Are you or the kids feeling pent up? The best prescription might just be for some instruction in the ways of theatrical release. Such teachings can now be had from Acorn Productions, in the first session of acting classes held at their new space in Westbrook’s beautiful Dana Warp Mill. Acorn offers eight-week courses for your five-year-olds, your teenagers, and all the siblings in between, and they will also provide a series of adult workshop opportunities to cultivate the thespian in you.
Theater education joins the variety of professional performers already regularly visiting Acorn's space. Because Acorn’s projects include the Naked Shakespeare Ensemble, Phyzgig, the Cassandra Festival, and the Maine Short Play Festival, as well as affiliations with area dancers, jugglers, and physical comedians, students can tap into a rich network of practicing artists.

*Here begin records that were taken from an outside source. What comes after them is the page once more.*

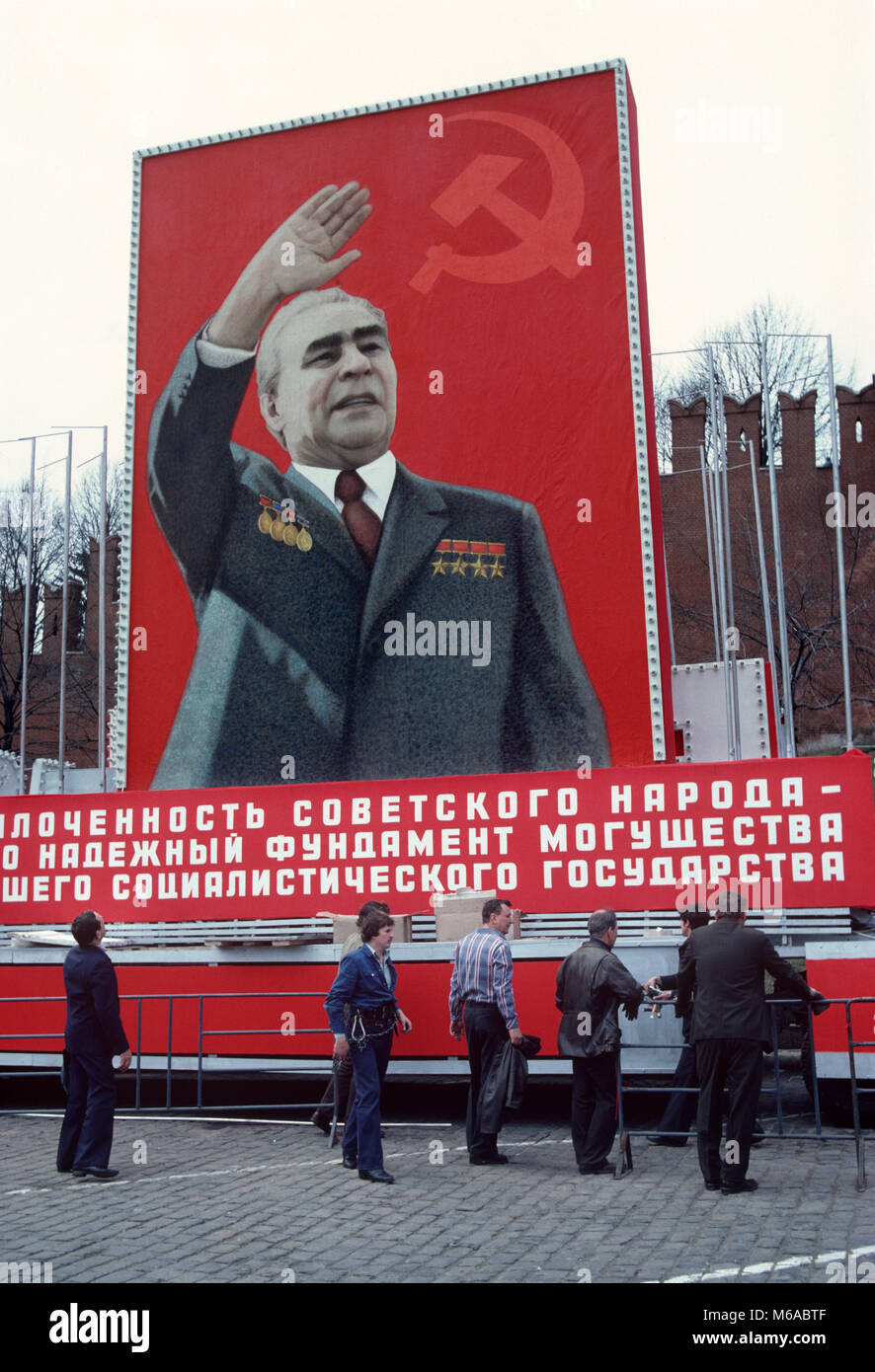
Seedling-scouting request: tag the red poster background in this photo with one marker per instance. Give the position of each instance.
(537, 380)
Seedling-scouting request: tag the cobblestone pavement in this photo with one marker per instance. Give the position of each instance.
(253, 1202)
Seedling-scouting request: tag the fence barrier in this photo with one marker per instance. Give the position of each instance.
(625, 1164)
(202, 1034)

Producing director and instructor Michael Levine sees this development as a step in Acorn’s wider goal of bringing together all levels, genres, and ages of the theater community. “Starting to realize the potential of this space, and the synergy of having so many people using it, is very exciting,” he says.
During this first of what will become regularly-offered class sessions, kids can be introduced to theater and character study in two courses with Keith Anctil, or can learn the basics of improv from Celeste Bridgford. Bridgford’s class, for students eight to ten years old, will build character depth through play, games, and general fun. In Anctil’s "Intro to Children’s Theater" course, for kids aged five to eight, everyone will choose an animal and explore the finer points of talking and moving as that animal. The created creatures will then engage at a tea party, a football game, and a snowball fight. In Anctil’s course on "Character Study," for kids aged ten through thirteen, students will begin by creating big, bold character types, learn how these characters are motivated, and explore how they interact with each other. Later, they’ll take a look at scripted characters, and apply their earlier learning to texts.

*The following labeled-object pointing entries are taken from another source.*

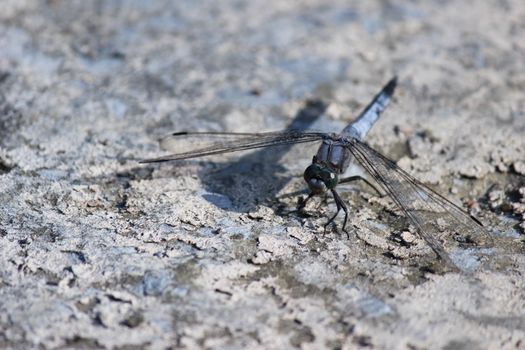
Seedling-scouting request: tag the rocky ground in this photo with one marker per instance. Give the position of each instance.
(98, 251)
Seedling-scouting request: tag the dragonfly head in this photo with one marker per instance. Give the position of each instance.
(320, 178)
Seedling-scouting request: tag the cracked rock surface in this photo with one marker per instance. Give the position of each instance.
(99, 251)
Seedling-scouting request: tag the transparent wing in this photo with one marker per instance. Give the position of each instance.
(200, 144)
(434, 216)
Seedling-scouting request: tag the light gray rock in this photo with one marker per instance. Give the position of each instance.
(98, 251)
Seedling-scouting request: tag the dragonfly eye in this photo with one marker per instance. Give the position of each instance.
(320, 179)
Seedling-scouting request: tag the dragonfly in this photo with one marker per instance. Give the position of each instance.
(435, 218)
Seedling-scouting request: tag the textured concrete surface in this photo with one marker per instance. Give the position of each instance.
(98, 251)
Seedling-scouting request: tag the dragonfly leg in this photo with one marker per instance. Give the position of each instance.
(303, 203)
(358, 177)
(341, 205)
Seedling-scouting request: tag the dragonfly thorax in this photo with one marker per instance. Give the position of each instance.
(320, 178)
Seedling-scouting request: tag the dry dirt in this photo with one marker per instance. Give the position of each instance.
(98, 251)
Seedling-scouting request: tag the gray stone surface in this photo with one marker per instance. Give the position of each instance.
(98, 251)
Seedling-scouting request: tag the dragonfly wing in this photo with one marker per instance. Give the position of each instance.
(434, 216)
(200, 144)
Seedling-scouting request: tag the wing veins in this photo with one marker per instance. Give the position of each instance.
(248, 141)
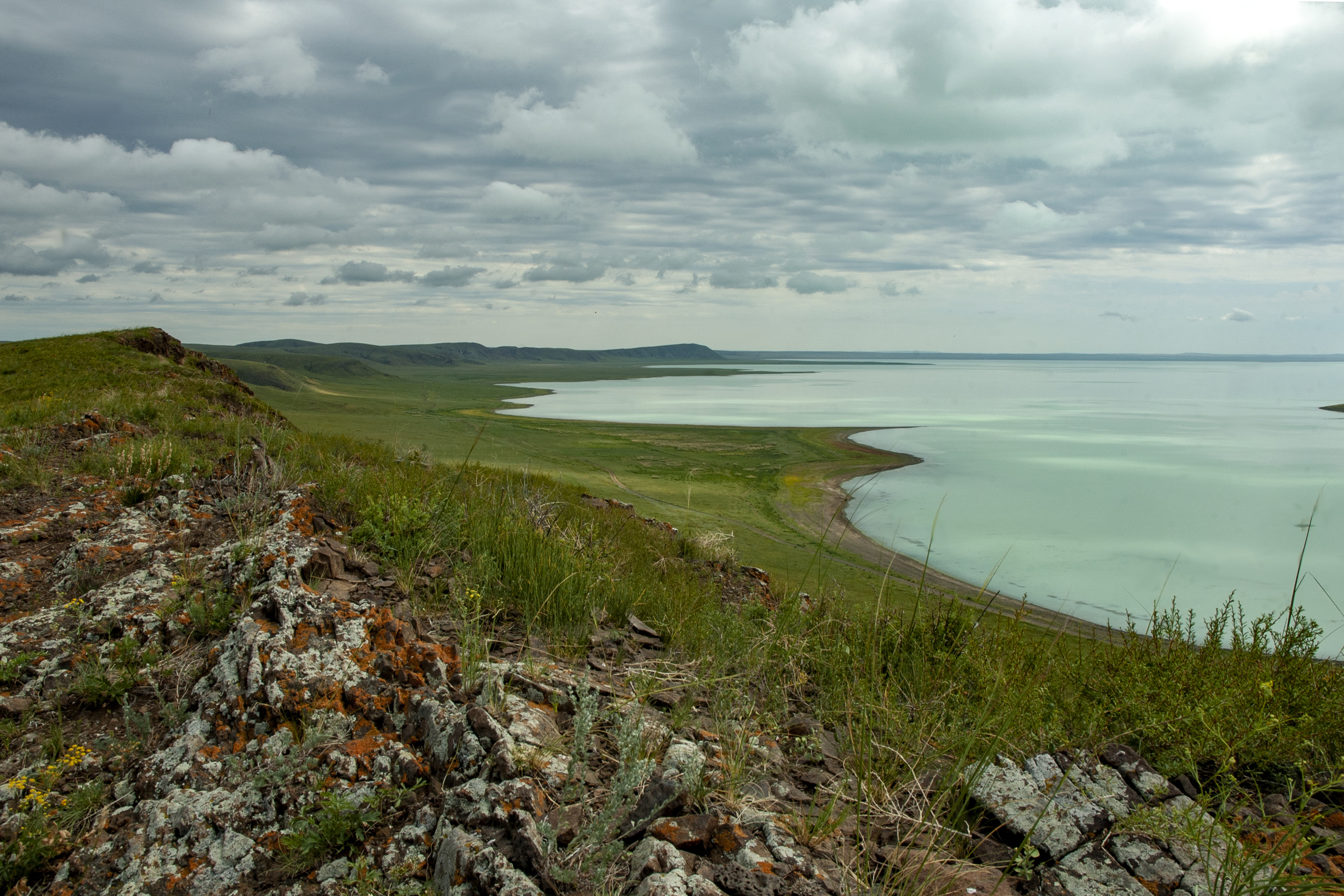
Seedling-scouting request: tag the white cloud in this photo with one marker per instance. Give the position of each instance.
(615, 123)
(281, 237)
(460, 276)
(510, 202)
(371, 73)
(39, 201)
(1072, 84)
(268, 68)
(808, 282)
(1027, 218)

“My approach to kids’ acting is to use their natural uninhibited energy levels, free imaginations and busy bodies to enhance their work,” says Anctil, who has been teaching K-12 theater for more than eight years with the Theater Project, at Wescott Junior High School in Westbrook, and in a pilot Acorn class last fall. “They learn valuable skills for life,” he says. “But it’s fun for them, because it’s free license to be as silly as they want.”

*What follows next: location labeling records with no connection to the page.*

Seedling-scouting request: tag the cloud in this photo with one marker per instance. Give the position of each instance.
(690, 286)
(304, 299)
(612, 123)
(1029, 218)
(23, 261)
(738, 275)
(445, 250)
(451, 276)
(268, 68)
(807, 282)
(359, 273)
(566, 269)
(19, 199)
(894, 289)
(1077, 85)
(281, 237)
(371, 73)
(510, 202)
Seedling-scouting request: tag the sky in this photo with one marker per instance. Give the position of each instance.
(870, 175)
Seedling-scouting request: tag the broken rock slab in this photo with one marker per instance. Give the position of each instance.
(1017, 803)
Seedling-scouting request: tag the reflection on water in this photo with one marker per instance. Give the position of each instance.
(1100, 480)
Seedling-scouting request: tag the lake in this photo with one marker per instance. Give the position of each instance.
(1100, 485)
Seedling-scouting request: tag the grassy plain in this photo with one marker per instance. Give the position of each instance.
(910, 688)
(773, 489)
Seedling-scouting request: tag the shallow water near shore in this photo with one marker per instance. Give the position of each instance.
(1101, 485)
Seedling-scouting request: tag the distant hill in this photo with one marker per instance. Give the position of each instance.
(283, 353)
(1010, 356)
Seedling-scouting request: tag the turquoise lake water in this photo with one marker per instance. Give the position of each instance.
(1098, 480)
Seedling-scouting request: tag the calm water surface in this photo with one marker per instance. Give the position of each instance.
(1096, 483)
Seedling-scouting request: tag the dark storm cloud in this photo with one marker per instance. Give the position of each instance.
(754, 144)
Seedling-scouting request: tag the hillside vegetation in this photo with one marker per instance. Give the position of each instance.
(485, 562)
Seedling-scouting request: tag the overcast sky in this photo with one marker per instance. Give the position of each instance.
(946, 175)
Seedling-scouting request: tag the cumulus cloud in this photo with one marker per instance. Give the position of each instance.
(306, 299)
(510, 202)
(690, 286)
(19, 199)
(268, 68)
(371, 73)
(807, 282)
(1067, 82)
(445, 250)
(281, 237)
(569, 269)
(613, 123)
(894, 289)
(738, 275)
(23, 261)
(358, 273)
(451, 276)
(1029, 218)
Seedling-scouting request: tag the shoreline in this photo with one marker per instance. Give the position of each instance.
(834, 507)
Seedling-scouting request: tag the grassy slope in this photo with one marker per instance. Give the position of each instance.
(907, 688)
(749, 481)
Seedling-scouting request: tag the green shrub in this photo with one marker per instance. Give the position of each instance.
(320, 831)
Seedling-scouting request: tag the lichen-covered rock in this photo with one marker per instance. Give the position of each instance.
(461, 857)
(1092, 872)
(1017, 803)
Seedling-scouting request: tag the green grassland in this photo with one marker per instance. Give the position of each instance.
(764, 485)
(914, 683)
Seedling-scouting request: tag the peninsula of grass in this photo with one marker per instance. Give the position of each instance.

Teenagers can train in Shakespearean acting with Levine and Michael Howard, in an introductory version of the professional Naked Shakespeare Ensemble. Exposing students to the teachings of rotating Naked company members, Levine and Howard will introduce teens to the guiding methodology of Naked’s Shakespeare training. This includes two overriding goals, says Levine. “One is to make acting Shakespeare more of a visceral experience. Because the language is so complex, actors tends to approach it in an intellectual way,” he explains. “Our goal is to help actors not just understand the language, but to feel it.” Secondly, Acorn’s Shakespeare training emphasizes the communication, rather than the presentation, of the Bard’s language, removing the stagier trappings of set and costume. The Shakespeare class, like all other youth classes, will present a showcase performance sometime in mid-March.